Top10_Countries = pn.widgets.RadioButtonGroup(
name='Y axis',
options=['coal_co2', 'oil_co2', 'gas_co2'],
button_type='success'
)
continents_excl_world = ['China', 'US', 'Germany', 'Japan', 'India',
'South Korea', 'UK', 'Italy', 'France', 'Indonesia']
co2_source_bar_pipeline = (
interactive_df[
(interactive_df.year == year_slider) &
(interactive_df.Place.isin(continents_excl_world))
]
.groupby(['year', 'Place'])[Top10_Countries].sum()
.to_frame()
.reset_index()
.sort_values(by='year')
.reset_index(drop=True)
)
co2_source_bar_plot = co2_source_bar_pipeline.hvplot(kind='bar',
x='Place',
y=Top10_Countries,
title='CO2 Emissions: Top 10 Manufacturing Countries',
height=400, width=850)
co2_source_bar_plot
#Layout using Template
template = pn.template.FastListTemplate(
title='World CO2 emission dashboard',
sidebar=[pn.pane.Markdown("## Climate Change and CO2 Emissions"),
pn.pane.Markdown("Many believe that carbon dioxide emissions are the primary cause of global climate change.
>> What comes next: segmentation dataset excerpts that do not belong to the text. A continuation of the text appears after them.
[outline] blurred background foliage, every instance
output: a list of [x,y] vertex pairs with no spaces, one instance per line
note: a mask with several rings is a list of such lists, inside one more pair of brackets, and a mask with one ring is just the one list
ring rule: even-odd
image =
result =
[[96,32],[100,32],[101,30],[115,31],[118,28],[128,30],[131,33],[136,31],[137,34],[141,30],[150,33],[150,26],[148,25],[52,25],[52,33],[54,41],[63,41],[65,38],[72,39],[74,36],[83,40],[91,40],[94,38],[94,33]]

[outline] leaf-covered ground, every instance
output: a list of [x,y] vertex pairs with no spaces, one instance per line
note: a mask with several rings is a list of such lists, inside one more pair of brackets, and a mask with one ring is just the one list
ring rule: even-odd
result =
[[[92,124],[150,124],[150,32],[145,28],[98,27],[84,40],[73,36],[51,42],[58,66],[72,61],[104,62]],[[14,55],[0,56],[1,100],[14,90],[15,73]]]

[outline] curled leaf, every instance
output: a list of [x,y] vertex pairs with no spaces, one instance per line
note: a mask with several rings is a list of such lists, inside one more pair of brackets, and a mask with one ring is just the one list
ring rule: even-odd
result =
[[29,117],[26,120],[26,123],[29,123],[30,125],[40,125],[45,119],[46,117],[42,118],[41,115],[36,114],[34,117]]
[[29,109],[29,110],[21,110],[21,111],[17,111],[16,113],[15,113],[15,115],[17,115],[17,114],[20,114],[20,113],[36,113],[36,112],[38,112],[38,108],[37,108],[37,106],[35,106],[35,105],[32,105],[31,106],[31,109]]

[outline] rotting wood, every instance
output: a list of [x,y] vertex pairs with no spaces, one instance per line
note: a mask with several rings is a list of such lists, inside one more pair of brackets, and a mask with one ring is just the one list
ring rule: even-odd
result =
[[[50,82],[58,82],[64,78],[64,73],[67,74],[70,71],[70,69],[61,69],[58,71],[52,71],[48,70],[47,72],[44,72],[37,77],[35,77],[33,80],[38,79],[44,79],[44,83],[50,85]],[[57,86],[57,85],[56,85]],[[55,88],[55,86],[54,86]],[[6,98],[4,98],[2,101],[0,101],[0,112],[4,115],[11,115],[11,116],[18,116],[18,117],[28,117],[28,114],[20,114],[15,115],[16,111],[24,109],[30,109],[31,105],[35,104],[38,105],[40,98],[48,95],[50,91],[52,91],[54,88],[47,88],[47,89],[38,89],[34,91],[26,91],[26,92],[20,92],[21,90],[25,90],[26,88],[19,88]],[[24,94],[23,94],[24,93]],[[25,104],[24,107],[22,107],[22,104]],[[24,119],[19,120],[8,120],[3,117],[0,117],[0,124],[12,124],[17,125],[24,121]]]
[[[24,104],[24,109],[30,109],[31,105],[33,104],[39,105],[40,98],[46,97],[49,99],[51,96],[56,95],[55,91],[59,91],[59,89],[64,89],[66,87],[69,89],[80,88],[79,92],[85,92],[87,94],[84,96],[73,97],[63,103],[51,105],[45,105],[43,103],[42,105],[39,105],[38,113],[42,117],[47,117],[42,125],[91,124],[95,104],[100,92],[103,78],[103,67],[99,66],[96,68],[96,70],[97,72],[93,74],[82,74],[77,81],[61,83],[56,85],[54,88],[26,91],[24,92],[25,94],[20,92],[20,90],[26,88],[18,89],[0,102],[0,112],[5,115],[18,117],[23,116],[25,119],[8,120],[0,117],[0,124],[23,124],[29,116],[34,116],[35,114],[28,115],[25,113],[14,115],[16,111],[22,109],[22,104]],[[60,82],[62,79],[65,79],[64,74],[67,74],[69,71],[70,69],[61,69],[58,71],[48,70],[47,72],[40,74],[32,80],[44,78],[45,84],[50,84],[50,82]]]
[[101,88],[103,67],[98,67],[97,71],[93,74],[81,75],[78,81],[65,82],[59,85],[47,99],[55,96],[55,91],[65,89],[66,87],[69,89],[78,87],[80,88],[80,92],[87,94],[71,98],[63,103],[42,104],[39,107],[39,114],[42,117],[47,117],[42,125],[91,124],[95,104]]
The recommendation to curb this is for the world to strategically reduce emissions. How this goal can be achieved is a subject of discussions in different countries and among different experts."),
pn.pane.PNG('climate_day.png', sizing_mode='scale_both'),
pn.pane.Markdown("## Settings"),
year_slider],
main=[pn.Row(pn.Column(co2_values,
co2_plot.panel(width=700), margin=(0,25)),
co2_table.panel(width=500)),
pn.Row(pn.Column(Top10_Countries, co2_source_bar_plot.panel(width=800)))],
accent_base_color="#88d8b0",
header_background="#88d8b0",
)
template.show()
template.servable();
Launching server at http://localhost:59873
Overall, by running the above codes, we can easily obtain an interactive dashboard with panel in addition to only utilizing numpy and pandas libraries. Commenting out the code line template.show()
does not automatically launch the dashboard. Note that we can simply run in the terminal(for Mac) the text command, <panel serve Notebook_name.ipynb
to play around with our interactive dashboard.
Since we have our dashboard up and running, the next question is: how can this be consumed or how can the app be deployed? There are several ways for deployment. Panel apps are supported by Jupyter, Bokeh, and Voilà servers. So you can configure your application to run on any of these given servers. A good place to look at when it comes to Panel App deployment is in Panel User Guide, 'Depoy and export'
There are other Python-server deployment procedures on different platforms like AWS, Google Cloud, Heroku, and Anaconda Enterprise. In many cases, Panel objects can also be exported to static, standalone HTML. But the goal of this project is to show that we can use Panel to create an Interactive dashboard using Python librararies. Really cool!